But it was the New Year celebration at Grace's preschool that really made me question the cultural overkill. I had been asked to give a presentation on the meaning of Chinese New Year. So I stocked up on props from websites that target adoptive families. I had my handbook for explaining Chinese festivals to toddlers, a story book about New Year, a toy broom to demonstrate ritual house-cleaning, a stuffed sheep to represent the Year of the Ram and a lot of gold coins in red envelopes.
I prepared my presentation for weeks beforehand. But the mysteries of the lunar calendar were lost on the three-year-olds and nobody seemed to be able to figure out what I was doing with the broom. At the end of the day, a lot of toddlers got envelopes congratulating them on their marriage or the birth of a new baby. It was not one of life's great cross-cultural moments.
Except perhaps for me: for as soon as I was finished with my props, I handed them over to a Chinese-born friend of mine so that she could give a similar presentation at her daughter's preschool. Shamefacedly, she had admitted that she did not know enough about New Year even to instruct a group of four-year-olds.
Suddenly I began to wonder: why did I feel driven to be more Chinese than the Chinese? What was the cultural point of hanging New Year banners the wrong way up and extending wedding wishes to toddlers? The point, I consoled myself, is not to teach them culture, but to teach them pride: I cannot tell my daughters how to be Chinese, but I can teach them to be proud of the fact that they are.
"That message is very, very important," says Linda Lin, the Chinese-born head of Wide Horizons for Children, one of the oldest and biggest Chinese adoption programmes in America. "Don't worry if it's not authentic," she says comfortingly. "The point is to honour the part of their life that is Chinese."

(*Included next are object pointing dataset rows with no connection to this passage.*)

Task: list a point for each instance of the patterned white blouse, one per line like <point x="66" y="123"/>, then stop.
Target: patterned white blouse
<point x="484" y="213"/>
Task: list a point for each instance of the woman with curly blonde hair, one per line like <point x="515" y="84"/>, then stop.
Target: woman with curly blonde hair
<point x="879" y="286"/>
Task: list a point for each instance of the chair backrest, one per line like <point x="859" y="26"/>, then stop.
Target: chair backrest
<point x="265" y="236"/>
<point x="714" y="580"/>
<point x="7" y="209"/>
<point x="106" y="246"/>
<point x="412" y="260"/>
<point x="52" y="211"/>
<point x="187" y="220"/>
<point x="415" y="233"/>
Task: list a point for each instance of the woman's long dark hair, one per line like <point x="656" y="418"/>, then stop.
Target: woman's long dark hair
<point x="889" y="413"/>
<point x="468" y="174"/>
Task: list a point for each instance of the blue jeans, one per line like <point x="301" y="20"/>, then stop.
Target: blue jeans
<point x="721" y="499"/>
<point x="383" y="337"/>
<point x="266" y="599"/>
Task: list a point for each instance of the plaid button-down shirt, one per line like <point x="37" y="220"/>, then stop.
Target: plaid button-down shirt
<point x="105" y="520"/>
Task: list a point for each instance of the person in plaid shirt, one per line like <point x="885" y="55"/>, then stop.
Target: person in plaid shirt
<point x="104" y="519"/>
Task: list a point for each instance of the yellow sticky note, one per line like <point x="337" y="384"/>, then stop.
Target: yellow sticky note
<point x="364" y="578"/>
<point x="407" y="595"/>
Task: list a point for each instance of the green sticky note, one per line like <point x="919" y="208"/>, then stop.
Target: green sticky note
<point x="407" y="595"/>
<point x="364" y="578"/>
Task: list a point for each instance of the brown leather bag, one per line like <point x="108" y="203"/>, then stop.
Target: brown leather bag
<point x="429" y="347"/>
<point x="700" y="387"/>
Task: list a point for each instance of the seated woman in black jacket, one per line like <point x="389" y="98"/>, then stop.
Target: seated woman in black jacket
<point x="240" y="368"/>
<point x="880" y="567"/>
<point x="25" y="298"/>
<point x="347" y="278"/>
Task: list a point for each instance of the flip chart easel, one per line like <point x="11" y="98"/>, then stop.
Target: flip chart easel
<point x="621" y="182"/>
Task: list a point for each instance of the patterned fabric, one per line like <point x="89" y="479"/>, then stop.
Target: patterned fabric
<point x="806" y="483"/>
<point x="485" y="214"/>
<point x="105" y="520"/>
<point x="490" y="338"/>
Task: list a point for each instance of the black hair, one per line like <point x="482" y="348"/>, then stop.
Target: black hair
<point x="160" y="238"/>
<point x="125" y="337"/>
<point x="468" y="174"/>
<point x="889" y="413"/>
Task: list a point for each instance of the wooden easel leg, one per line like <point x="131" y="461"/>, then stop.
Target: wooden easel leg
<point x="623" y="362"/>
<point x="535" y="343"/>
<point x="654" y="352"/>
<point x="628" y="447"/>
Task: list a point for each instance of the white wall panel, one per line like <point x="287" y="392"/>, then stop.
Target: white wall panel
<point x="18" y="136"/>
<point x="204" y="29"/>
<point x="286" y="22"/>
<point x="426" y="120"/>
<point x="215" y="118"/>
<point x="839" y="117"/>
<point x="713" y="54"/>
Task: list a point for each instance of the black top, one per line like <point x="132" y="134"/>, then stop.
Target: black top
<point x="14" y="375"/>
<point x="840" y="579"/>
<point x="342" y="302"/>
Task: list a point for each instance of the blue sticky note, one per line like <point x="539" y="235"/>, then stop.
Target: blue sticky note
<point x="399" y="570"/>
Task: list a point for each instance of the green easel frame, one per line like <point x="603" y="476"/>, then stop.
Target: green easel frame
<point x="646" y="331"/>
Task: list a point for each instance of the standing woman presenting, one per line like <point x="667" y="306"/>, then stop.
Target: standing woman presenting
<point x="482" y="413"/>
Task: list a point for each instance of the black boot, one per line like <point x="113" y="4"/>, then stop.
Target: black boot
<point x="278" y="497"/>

For now, that is my only ambition - to get across the message that being Chinese makes them special. They get that message several times a day as it is: in the grocery store and the dry cleaners, at the pool and playground, strangers praise the beauty of my two toddlers, who are often taken for twins. Everyone notices them. Many give them sweets. It's a grand life, being a Chinese-American toddler.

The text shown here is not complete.